Unless I have blanked out and completely forgotten something, the above mentioned items, along with various specifics (some people like jarred chilies in brine, capers, tinned anchovies in oil, etc.) that you yourself would consider essential, should provide a very good foundation for a well-stocked pantry. In fact, excluding fresh vegetables and dairy, in a pinch (say, should your refrigerator give out one night, spoiling all in it, or you simply cannot be bothered to go out to shop), a lot of these can be combined into a passable meal (such as a simple dish of pasta with tomato and extra virgin olive oil sauce). Counting on the refrigerator and its fresh and frozen meat, seafood, dairy and vegetable contents being there, this should more than provide a foundation for preparation of a basic meal.

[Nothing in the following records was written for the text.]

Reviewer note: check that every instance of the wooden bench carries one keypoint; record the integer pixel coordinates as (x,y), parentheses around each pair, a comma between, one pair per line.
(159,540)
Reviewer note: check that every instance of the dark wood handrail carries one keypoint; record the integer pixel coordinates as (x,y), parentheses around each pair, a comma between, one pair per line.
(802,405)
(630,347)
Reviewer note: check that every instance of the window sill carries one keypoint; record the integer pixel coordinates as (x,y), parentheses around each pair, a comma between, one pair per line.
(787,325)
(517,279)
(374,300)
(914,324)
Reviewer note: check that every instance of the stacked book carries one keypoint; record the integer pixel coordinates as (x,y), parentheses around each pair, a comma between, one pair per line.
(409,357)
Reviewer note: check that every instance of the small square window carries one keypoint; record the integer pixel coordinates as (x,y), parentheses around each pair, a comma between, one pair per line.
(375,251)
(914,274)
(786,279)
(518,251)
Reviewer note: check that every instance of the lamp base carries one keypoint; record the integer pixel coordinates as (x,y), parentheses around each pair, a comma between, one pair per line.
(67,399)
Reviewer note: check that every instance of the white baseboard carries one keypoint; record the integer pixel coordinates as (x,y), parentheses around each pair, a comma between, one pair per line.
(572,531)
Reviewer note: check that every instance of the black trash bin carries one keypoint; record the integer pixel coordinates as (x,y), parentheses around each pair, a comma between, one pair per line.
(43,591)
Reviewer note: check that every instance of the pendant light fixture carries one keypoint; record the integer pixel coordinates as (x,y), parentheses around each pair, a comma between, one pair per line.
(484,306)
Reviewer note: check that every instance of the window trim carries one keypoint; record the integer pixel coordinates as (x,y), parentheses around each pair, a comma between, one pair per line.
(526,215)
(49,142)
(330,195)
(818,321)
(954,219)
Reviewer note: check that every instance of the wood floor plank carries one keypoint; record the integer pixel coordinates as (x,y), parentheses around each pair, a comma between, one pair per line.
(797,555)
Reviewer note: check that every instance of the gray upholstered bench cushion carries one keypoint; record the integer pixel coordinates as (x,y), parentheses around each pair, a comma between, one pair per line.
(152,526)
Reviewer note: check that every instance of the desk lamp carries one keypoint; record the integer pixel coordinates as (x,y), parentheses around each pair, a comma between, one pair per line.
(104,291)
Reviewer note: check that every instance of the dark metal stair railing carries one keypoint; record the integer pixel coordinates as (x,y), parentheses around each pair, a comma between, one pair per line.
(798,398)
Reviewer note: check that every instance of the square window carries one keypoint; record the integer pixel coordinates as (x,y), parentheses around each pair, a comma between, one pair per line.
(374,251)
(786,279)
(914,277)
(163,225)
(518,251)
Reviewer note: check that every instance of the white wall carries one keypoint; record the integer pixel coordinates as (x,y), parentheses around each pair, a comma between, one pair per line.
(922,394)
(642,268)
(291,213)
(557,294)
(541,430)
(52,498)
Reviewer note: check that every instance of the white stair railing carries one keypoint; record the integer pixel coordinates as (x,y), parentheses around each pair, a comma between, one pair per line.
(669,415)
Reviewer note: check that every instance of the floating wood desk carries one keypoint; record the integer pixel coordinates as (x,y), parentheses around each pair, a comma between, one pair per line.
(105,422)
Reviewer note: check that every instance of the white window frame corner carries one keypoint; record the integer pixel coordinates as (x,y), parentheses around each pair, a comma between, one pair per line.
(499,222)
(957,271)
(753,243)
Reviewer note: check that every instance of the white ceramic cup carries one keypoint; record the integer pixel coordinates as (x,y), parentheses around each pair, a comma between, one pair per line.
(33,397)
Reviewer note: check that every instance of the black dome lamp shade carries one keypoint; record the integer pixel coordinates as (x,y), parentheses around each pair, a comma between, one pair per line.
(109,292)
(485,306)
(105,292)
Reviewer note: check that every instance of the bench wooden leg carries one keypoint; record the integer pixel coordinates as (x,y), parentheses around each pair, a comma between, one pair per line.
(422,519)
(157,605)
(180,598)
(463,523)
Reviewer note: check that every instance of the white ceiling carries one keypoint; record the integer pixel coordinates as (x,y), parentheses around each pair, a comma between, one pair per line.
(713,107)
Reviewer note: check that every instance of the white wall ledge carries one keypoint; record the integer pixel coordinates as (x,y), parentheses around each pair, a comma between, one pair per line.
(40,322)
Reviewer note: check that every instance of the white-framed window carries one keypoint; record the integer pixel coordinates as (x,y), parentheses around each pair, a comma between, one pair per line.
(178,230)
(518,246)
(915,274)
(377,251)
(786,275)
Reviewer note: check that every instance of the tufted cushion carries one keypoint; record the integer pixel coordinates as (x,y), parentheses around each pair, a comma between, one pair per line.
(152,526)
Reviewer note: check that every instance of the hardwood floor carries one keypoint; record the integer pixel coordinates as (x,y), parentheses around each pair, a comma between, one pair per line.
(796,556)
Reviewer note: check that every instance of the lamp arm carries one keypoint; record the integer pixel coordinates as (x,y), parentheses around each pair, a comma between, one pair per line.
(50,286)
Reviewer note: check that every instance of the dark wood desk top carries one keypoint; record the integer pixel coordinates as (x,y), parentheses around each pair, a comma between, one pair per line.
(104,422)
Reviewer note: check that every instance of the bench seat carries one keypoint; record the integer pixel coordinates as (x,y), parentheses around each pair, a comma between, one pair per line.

Note: I do not mention eggs, as despite the fact that they can keep outside the refrigerator, I prefer to store mine in it, and not in the pantry. Same goes for hard cheeses, even grated and boxed. I do plan to write about a refrigerator, but this has already gotten rather long. Another time. :) Same applies to the method of storing ingredients, which, once the shop packaging is open, is not always straighforward.
Disclaimer: Where possible and convenient, I link the products I mention to their wikipedia page, as a reasonably neutral source which gives good explanation. When and where I do link to a brand, it is my preference for such, or the more common availability of it which make it more convenient. It is by no means anything more than a personal endorsement of something I use.